I was on the phone recently with a young man who just entered a 4-year college and who smokes pot almost every day, according to him. He claims his grades aren’t suffering. When we spoke it was before midterms so there was no way for his parents to verify this claim. I asked him how he could follow a lecture high on pot and he admitted that this was indeed a little tough. He was going to stop getting high before class. It’s an expensive experiment to pay for college when there is substance use in the background. Will going to class reduce this young man’s use? Or will he skip class because he’d rather be high?
We’ve written several pieces on college that suggest ways to put in place limits and accountability for a young adult in college (see the topic entitled "college"). The first thing is to contact health services at the college and ask about programs, counselors, groups and so on being offered. Colleges have become much better at addressing the needs of those with a history of problem use and those who may be headed towards problem use. You won’t be able to drug test your son with any success, since his drugs of choice are alcohol and marijuana; marijuana can be detected in a toxicology test for 30 days after use, making it impossible to gauge his use from week to week.
From what you wrote, it isn’t clear that your son has reached the point of a substance use disorder though you are certainly correct to be concerned. Asking your son to provide you with evidence that he is getting Cs or higher in his classes can be part of a contract you put in place with him. Having him agree to send you grades on tests and papers is not too much to ask at this point. If the grades are D or worse, you reserve the right to not pay for the next semester. Explain that maybe taking a course or two at a community college may be more in line with his lifestyle. He could get a part-time job to pay for his rent….
Hanging out with peers that use and that provide a sense of belonging is understandable. The need to connect is a large part of many peoples’ use (check out our piece on Johann Hari's exploration of addiction & connection). Getting high with like-minded people is fun and reinforces the use. Being accepted is so important, even if the peers end up being only fair-weather friends. Feeling outside the mainstream, whether it be because of race or poverty, or your psychological makeup, whatever the reason, can drive one to seek out alternative and more marginal groups. I remember being told by a friend once how the neighborhood saloon was her complete social unit.
Changing your friends is an important part of reducing or stopping use. This is why peer support is such a critical part of recovery (AA, smart recovery, a clinical group, etc.). Belonging to a group of non-users is powerful. Where are the groups at your son’s college?
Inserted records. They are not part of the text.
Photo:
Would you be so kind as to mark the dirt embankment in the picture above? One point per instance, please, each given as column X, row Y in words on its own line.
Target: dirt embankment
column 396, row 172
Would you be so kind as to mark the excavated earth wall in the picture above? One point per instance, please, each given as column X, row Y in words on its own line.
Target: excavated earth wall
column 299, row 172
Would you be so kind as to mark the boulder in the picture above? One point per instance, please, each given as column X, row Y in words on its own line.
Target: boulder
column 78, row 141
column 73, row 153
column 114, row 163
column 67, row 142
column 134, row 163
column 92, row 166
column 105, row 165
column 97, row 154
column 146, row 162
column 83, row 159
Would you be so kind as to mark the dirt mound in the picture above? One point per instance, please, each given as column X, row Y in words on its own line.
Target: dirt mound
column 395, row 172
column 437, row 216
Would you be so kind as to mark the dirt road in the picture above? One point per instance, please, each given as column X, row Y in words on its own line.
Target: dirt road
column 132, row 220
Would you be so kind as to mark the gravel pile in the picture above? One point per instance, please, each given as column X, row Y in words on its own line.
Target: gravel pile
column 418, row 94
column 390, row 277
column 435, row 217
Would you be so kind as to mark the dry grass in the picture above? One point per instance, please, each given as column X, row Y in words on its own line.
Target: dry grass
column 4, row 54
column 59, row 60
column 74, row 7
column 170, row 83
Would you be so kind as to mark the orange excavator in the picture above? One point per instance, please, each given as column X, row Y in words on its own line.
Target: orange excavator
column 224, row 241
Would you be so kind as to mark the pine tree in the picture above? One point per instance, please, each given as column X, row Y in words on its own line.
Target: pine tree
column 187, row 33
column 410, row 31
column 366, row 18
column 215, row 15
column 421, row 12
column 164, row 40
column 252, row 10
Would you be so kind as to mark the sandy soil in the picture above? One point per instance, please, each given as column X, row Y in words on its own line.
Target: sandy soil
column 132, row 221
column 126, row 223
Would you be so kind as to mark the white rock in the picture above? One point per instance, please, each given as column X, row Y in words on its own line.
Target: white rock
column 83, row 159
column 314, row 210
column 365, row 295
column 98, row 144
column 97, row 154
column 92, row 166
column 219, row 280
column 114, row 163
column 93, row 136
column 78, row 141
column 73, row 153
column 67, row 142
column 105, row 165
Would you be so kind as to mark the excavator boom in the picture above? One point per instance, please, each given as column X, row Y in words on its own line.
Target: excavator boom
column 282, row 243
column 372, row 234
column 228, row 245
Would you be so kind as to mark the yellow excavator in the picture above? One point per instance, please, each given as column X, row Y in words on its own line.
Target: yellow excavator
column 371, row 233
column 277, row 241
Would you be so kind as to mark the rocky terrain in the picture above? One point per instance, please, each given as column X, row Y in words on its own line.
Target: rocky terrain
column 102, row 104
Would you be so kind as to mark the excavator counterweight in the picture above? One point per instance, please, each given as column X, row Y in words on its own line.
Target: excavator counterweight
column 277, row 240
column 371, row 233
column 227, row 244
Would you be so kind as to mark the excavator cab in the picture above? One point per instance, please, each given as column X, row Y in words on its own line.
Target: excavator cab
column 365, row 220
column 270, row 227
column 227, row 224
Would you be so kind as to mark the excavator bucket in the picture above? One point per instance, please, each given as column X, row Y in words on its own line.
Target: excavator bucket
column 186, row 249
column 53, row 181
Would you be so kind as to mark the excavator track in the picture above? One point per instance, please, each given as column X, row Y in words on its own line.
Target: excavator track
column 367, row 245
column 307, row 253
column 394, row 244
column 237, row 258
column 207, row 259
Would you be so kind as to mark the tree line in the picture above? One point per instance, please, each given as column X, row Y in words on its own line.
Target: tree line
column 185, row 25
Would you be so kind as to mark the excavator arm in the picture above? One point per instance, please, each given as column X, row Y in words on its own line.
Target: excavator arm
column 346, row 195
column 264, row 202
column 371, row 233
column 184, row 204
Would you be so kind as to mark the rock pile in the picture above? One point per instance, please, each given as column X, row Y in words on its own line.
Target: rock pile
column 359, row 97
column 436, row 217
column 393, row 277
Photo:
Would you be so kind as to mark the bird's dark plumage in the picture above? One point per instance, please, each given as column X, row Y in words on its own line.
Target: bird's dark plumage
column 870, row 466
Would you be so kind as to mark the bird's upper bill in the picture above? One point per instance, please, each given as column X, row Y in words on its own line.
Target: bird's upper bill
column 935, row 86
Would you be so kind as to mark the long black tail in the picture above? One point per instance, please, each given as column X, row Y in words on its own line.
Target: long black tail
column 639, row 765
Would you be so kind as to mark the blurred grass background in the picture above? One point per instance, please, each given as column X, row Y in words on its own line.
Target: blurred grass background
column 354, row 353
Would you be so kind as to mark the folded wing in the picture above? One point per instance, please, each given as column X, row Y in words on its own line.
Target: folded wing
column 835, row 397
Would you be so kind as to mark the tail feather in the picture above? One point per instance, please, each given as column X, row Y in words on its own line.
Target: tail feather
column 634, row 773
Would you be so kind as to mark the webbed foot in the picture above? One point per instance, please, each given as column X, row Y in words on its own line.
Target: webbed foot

In the above-mentioned posts (see "college") we lay out many ideas for what to do when your child is at college. It is essential that you put in place a clear contract that underlines what you expect and how you will continue to pay for college if X and Y happens (put it in the positive form rather than listing a bunch of "don'ts").
For your son and the young man I was talking to, college is, for better or for worse, the playing field where they choose to modify their use, or not. For a short, finite period, let them have this responsibility. It is after all ultimately theirs to manage. Explain the benefits and limits of what you will do, and under what circumstances, and then step back – again, for a finite period. Put it in their court.
The posts we are referring you to on this site provide a number of concrete ideas that allow you to turn the heat up or down as you gather feedback. Let your son know the limits and make his own decisions. One last point, try to stay out of the weeds with him. Don’t ride too closely on his coattails by making it a point each time to ask about the use, the gaming, and what he’s doing about it. Let the objective evidence of grades, urine tests if appropriate, attendance records at groups if attainable, and so on, be your guide.